I.e., what I'm trying to figure out here is whether the fact that L4
is "ahead" of the Moon's position in orbit is an advantage or
disadvantage vis-a-vis L5's position "behind" the Moon's position in
orbit. My first thought was that Spaceship A will win easily (vis-a-
vis Question #1), because while it moves toward the Moon, the Moon is
moving toward it. But then I reflected that Spaceship A, in going
"backward", still has to compensate for the forces that are propelling
it "forward." And then I reflected that Spaceship A, in entering a
retrograde orbit, will actually start to move in toward the Earth.

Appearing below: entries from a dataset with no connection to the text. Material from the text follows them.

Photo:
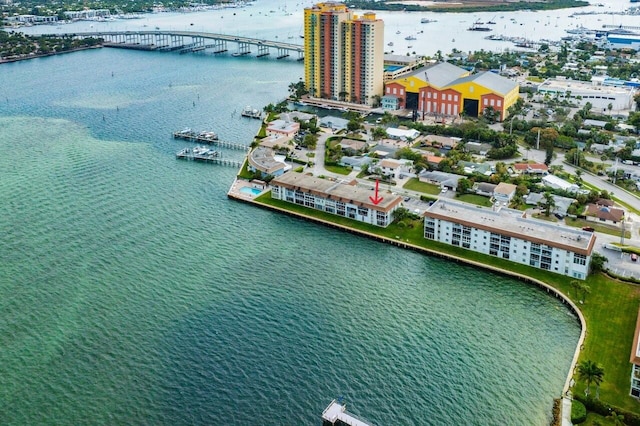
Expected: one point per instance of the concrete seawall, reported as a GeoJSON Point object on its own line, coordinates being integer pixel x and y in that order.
{"type": "Point", "coordinates": [549, 289]}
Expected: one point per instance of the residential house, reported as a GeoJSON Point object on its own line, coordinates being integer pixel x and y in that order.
{"type": "Point", "coordinates": [444, 142]}
{"type": "Point", "coordinates": [604, 213]}
{"type": "Point", "coordinates": [342, 199]}
{"type": "Point", "coordinates": [484, 188]}
{"type": "Point", "coordinates": [531, 168]}
{"type": "Point", "coordinates": [511, 235]}
{"type": "Point", "coordinates": [265, 161]}
{"type": "Point", "coordinates": [442, 179]}
{"type": "Point", "coordinates": [394, 168]}
{"type": "Point", "coordinates": [504, 192]}
{"type": "Point", "coordinates": [283, 128]}
{"type": "Point", "coordinates": [558, 183]}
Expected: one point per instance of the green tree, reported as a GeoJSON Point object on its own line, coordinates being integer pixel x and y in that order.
{"type": "Point", "coordinates": [590, 372]}
{"type": "Point", "coordinates": [549, 203]}
{"type": "Point", "coordinates": [617, 419]}
{"type": "Point", "coordinates": [597, 262]}
{"type": "Point", "coordinates": [464, 185]}
{"type": "Point", "coordinates": [400, 214]}
{"type": "Point", "coordinates": [634, 120]}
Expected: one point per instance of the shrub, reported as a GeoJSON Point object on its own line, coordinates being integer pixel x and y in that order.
{"type": "Point", "coordinates": [578, 412]}
{"type": "Point", "coordinates": [599, 407]}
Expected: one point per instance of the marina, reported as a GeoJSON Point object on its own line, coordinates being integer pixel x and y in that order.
{"type": "Point", "coordinates": [190, 135]}
{"type": "Point", "coordinates": [251, 113]}
{"type": "Point", "coordinates": [204, 154]}
{"type": "Point", "coordinates": [206, 137]}
{"type": "Point", "coordinates": [336, 414]}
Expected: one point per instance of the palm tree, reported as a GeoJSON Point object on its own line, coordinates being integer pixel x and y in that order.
{"type": "Point", "coordinates": [590, 372]}
{"type": "Point", "coordinates": [618, 419]}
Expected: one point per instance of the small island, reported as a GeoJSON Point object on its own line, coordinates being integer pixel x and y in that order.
{"type": "Point", "coordinates": [465, 6]}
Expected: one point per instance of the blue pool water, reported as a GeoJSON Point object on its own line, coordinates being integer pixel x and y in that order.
{"type": "Point", "coordinates": [252, 191]}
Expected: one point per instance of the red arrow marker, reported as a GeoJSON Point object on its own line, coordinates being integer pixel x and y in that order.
{"type": "Point", "coordinates": [375, 199]}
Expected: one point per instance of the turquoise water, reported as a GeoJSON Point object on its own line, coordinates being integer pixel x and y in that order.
{"type": "Point", "coordinates": [252, 191]}
{"type": "Point", "coordinates": [132, 291]}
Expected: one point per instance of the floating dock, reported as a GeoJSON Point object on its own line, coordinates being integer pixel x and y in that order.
{"type": "Point", "coordinates": [190, 135]}
{"type": "Point", "coordinates": [336, 414]}
{"type": "Point", "coordinates": [201, 153]}
{"type": "Point", "coordinates": [208, 138]}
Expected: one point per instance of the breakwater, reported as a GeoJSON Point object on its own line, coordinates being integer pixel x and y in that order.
{"type": "Point", "coordinates": [450, 257]}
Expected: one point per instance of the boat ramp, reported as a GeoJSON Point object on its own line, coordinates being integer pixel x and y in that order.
{"type": "Point", "coordinates": [204, 154]}
{"type": "Point", "coordinates": [336, 414]}
{"type": "Point", "coordinates": [251, 113]}
{"type": "Point", "coordinates": [208, 138]}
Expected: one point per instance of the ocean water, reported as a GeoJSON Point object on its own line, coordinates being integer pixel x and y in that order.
{"type": "Point", "coordinates": [132, 291]}
{"type": "Point", "coordinates": [282, 20]}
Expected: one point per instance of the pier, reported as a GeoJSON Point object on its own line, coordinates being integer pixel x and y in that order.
{"type": "Point", "coordinates": [206, 155]}
{"type": "Point", "coordinates": [336, 414]}
{"type": "Point", "coordinates": [208, 138]}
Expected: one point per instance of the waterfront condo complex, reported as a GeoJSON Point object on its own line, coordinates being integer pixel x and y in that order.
{"type": "Point", "coordinates": [335, 197]}
{"type": "Point", "coordinates": [344, 53]}
{"type": "Point", "coordinates": [510, 234]}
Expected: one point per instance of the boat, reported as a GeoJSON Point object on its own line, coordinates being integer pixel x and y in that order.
{"type": "Point", "coordinates": [251, 112]}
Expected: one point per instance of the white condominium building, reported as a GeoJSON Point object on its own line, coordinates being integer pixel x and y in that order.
{"type": "Point", "coordinates": [509, 234]}
{"type": "Point", "coordinates": [339, 198]}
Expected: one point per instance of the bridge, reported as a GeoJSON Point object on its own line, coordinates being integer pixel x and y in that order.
{"type": "Point", "coordinates": [190, 41]}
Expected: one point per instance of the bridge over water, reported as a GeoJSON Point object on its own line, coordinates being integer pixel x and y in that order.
{"type": "Point", "coordinates": [192, 41]}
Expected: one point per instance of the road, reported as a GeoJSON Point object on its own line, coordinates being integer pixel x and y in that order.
{"type": "Point", "coordinates": [619, 263]}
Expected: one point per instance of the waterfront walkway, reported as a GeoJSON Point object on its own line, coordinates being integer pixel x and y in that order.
{"type": "Point", "coordinates": [338, 412]}
{"type": "Point", "coordinates": [190, 41]}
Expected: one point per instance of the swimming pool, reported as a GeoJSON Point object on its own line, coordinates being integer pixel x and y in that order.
{"type": "Point", "coordinates": [252, 191]}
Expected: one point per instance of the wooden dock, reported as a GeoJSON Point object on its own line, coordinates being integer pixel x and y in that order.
{"type": "Point", "coordinates": [206, 155]}
{"type": "Point", "coordinates": [336, 414]}
{"type": "Point", "coordinates": [209, 138]}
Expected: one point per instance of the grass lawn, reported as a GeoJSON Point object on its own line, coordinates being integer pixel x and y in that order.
{"type": "Point", "coordinates": [610, 308]}
{"type": "Point", "coordinates": [414, 184]}
{"type": "Point", "coordinates": [478, 200]}
{"type": "Point", "coordinates": [542, 216]}
{"type": "Point", "coordinates": [341, 170]}
{"type": "Point", "coordinates": [600, 227]}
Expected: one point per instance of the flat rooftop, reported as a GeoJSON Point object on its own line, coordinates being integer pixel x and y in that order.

And then I decided to put the question to all your brainiacs out there
in the hopes that someone will actually know the answer to this #$#
thing.
Just so we're all on the same page, this is the libration point
topography. (This map has the Sun at the center, but substitute the
Earth for the Sun, and the Moon for the Earth, assume a
counterclockwise lunar orbit, and we're golden.)

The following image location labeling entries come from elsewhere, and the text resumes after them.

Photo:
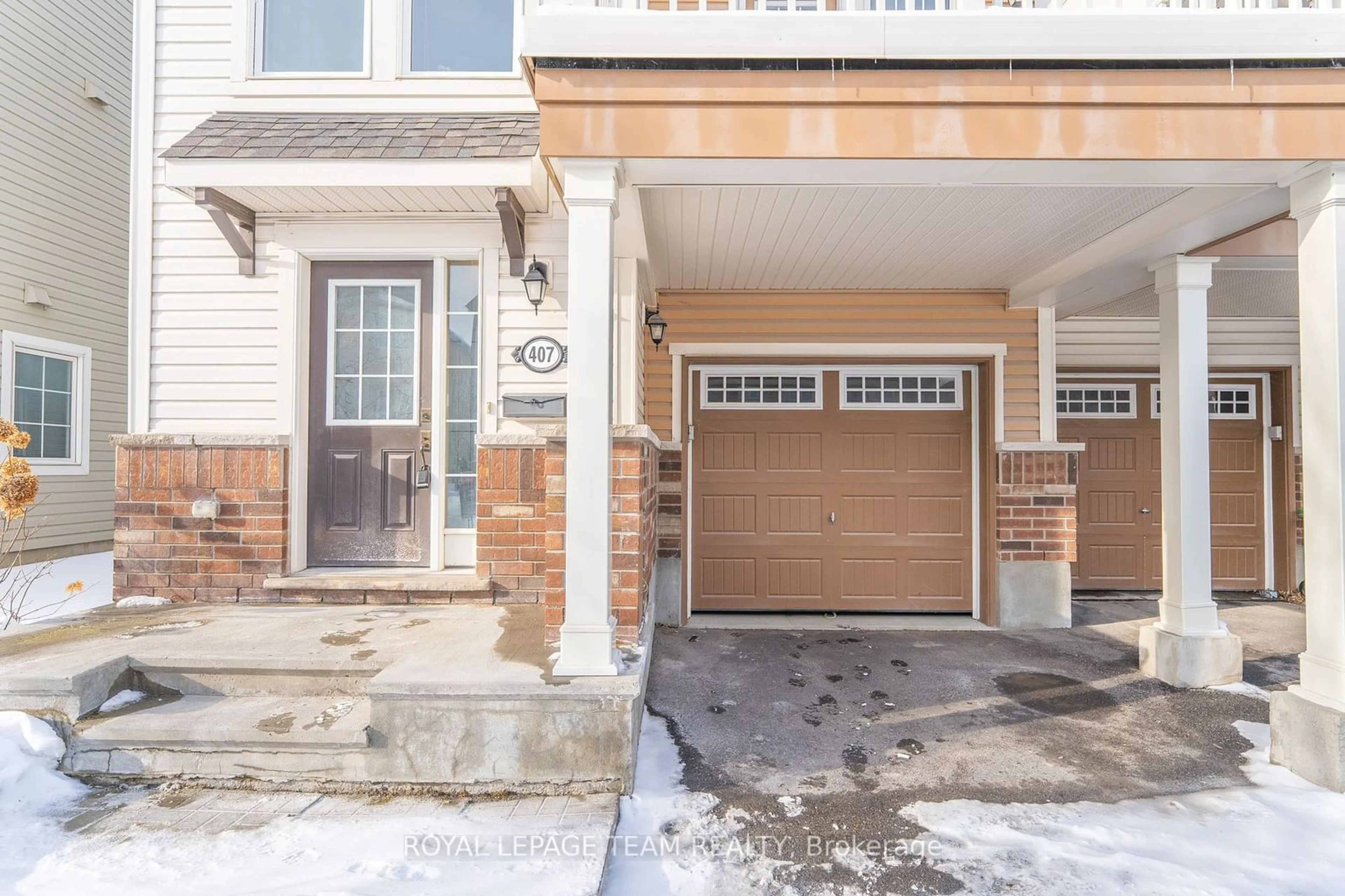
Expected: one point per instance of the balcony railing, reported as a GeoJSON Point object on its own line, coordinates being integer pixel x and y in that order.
{"type": "Point", "coordinates": [943, 6]}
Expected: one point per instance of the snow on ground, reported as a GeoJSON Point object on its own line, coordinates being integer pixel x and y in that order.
{"type": "Point", "coordinates": [1280, 836]}
{"type": "Point", "coordinates": [34, 798]}
{"type": "Point", "coordinates": [668, 841]}
{"type": "Point", "coordinates": [95, 571]}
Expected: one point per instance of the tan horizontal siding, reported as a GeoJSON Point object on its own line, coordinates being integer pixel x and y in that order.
{"type": "Point", "coordinates": [850, 317]}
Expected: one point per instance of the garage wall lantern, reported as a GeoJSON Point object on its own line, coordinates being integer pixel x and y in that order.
{"type": "Point", "coordinates": [654, 321]}
{"type": "Point", "coordinates": [534, 284]}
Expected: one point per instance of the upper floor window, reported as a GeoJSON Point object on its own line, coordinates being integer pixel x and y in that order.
{"type": "Point", "coordinates": [462, 35]}
{"type": "Point", "coordinates": [312, 35]}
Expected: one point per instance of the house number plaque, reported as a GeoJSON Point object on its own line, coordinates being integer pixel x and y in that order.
{"type": "Point", "coordinates": [541, 354]}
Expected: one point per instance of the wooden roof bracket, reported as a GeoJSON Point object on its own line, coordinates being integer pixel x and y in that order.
{"type": "Point", "coordinates": [237, 222]}
{"type": "Point", "coordinates": [512, 221]}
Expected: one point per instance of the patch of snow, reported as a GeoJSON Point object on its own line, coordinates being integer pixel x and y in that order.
{"type": "Point", "coordinates": [1244, 689]}
{"type": "Point", "coordinates": [669, 841]}
{"type": "Point", "coordinates": [143, 600]}
{"type": "Point", "coordinates": [1280, 836]}
{"type": "Point", "coordinates": [48, 594]}
{"type": "Point", "coordinates": [34, 797]}
{"type": "Point", "coordinates": [122, 699]}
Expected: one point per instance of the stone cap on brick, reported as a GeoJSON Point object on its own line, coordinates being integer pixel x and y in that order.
{"type": "Point", "coordinates": [236, 135]}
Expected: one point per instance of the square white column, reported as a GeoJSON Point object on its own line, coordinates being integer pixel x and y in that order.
{"type": "Point", "coordinates": [1188, 648]}
{"type": "Point", "coordinates": [588, 645]}
{"type": "Point", "coordinates": [1308, 722]}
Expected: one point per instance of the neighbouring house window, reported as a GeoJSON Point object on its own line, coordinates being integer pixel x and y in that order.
{"type": "Point", "coordinates": [462, 35]}
{"type": "Point", "coordinates": [374, 353]}
{"type": "Point", "coordinates": [46, 396]}
{"type": "Point", "coordinates": [311, 35]}
{"type": "Point", "coordinates": [903, 391]}
{"type": "Point", "coordinates": [1095, 401]}
{"type": "Point", "coordinates": [464, 314]}
{"type": "Point", "coordinates": [760, 391]}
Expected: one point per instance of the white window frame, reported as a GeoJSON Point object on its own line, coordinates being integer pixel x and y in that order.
{"type": "Point", "coordinates": [404, 68]}
{"type": "Point", "coordinates": [257, 38]}
{"type": "Point", "coordinates": [763, 371]}
{"type": "Point", "coordinates": [81, 384]}
{"type": "Point", "coordinates": [1116, 387]}
{"type": "Point", "coordinates": [331, 352]}
{"type": "Point", "coordinates": [1254, 412]}
{"type": "Point", "coordinates": [956, 373]}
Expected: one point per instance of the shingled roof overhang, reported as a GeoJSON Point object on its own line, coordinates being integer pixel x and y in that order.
{"type": "Point", "coordinates": [353, 163]}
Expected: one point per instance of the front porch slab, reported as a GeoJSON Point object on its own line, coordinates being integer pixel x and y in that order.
{"type": "Point", "coordinates": [448, 699]}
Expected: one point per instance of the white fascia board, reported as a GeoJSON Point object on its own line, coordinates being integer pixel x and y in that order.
{"type": "Point", "coordinates": [977, 34]}
{"type": "Point", "coordinates": [356, 173]}
{"type": "Point", "coordinates": [954, 173]}
{"type": "Point", "coordinates": [1177, 212]}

http://en.wikipedia.org/wiki/Image:Lagrange_points.jpg
thanks!
FA
Nobody else offered any concrete numbers, so I'll throw this out and
accept the attacks for any faulty calculations.
Here's a link for you.
http://en.wikipedia.org/wiki/Hohmann_transfer_orbit
I figure the fastest route between the two would be a trip to earth
orbit and back to the second Lunar point.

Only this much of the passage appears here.